Back in March of 2013, I did the first hillmaker related blog post. As way of background on hillmaker, here’s the opening of that post:
Many years ago I created an MS Access add-in called Hillmaker for doing time of day and day of week based occupancy analysis in health care delivery systems. A typical use would be to find the mean and 95th percentile of occupancy in a set of nursing units or an emergency department. Hillmaker was released as an open source project back in 2005 and has gotten quite a bit of use. However, I never really did any more development on it even though there were a number of enhancements that I (and many others) would like to have seen. The only attention it has gotten from me was in response to the object library problems caused by new releases of MS Office. No fun.
Since that time I’ve chipped away at a Python based version hillmaker. It’s finally in a state that I feel comfortable releasing. Still many improvements to make but core functionality is there.
So, here’s the content of the README file that comes with hillmaker.
hillmaker
hillmaker is a Python package that computes time of day and day of week specific occupancy statistics from transaction data containing arrival and departure timestamps. Typical use is for capacity planning problems in places like hospital emergency departments, surgical recovery rooms or any system in which entities arrive, occupy capacity for some amount of time, and then depart. It gets its name from the hill-like nature of plots based on temporal occupancy statistics.
Occupancy Plot
A few features of the new hillmaker include
Takes a pandas DataFrame as the input data type
Functions for computing arrival, departure and occupancy summary statistics by time of day, day of week, and entity category based on a pandas DataFrame containing one record per visit.

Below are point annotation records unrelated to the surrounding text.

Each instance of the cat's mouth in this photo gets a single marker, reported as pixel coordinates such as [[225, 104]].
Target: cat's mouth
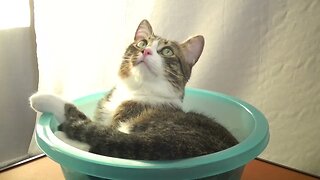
[[143, 62]]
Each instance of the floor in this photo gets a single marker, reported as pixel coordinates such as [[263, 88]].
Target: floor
[[45, 168]]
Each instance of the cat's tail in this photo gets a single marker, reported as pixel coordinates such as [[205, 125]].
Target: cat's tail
[[49, 103]]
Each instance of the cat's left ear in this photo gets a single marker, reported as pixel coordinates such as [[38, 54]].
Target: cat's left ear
[[192, 49], [143, 31]]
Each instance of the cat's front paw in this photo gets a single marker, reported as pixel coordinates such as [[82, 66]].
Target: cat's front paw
[[48, 103]]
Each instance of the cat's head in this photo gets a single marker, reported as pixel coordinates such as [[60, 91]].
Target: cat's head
[[153, 59]]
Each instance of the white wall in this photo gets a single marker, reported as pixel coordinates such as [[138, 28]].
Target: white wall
[[264, 52]]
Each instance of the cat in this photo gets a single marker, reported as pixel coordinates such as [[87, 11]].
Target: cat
[[141, 117]]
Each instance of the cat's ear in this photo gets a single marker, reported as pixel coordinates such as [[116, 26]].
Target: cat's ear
[[143, 31], [192, 49]]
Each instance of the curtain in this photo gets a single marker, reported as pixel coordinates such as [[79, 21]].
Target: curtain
[[264, 52]]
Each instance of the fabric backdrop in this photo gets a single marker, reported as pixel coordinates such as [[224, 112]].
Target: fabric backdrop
[[264, 52]]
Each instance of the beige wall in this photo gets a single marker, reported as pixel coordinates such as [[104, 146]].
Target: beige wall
[[18, 80], [264, 52]]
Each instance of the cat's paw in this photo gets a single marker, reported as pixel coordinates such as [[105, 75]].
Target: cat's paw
[[48, 103]]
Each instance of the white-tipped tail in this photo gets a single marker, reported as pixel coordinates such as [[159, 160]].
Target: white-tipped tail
[[49, 103]]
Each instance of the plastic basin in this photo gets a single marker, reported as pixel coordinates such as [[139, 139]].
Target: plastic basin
[[246, 123]]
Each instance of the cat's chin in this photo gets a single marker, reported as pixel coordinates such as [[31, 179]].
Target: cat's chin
[[144, 70]]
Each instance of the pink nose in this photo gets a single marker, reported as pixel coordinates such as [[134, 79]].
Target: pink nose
[[147, 52]]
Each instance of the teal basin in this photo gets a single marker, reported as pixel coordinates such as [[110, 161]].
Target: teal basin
[[245, 122]]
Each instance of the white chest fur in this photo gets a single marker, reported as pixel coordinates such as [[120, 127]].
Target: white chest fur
[[152, 93]]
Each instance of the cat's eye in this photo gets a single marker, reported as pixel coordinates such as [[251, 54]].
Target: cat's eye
[[167, 52], [142, 44]]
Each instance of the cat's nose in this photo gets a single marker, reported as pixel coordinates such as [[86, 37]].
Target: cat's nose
[[147, 52]]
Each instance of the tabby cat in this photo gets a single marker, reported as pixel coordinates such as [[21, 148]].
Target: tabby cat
[[142, 117]]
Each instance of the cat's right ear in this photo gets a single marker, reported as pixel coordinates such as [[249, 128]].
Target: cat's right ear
[[143, 31]]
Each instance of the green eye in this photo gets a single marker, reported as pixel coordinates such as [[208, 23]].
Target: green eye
[[142, 44], [166, 52]]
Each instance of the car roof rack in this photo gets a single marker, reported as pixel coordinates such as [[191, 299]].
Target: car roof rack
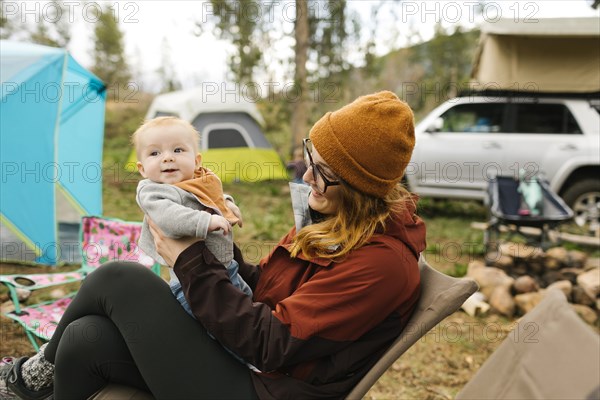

Functions for computing arrival, departure and occupancy for each datetime bin in the analysis period, by category.
Select any time bin size (minutes) that divides evenly into a day.
Optionally specify one or more categories to ignore in the analysis.
Output statistics includes sample size, mean, min, max, standard deviation, coefficient of variation, standard error, skew, kurtosis, and a whole slew of percentiles (50, 55, 60, 65, 70, 75, 80, 85, 90, 95, 97.5, 99).
Output CSV files are written by default but can be supressed.
Optionally capture outputs as a dictionary of pandas DataFrames for further post-processing (e.g. plot creation).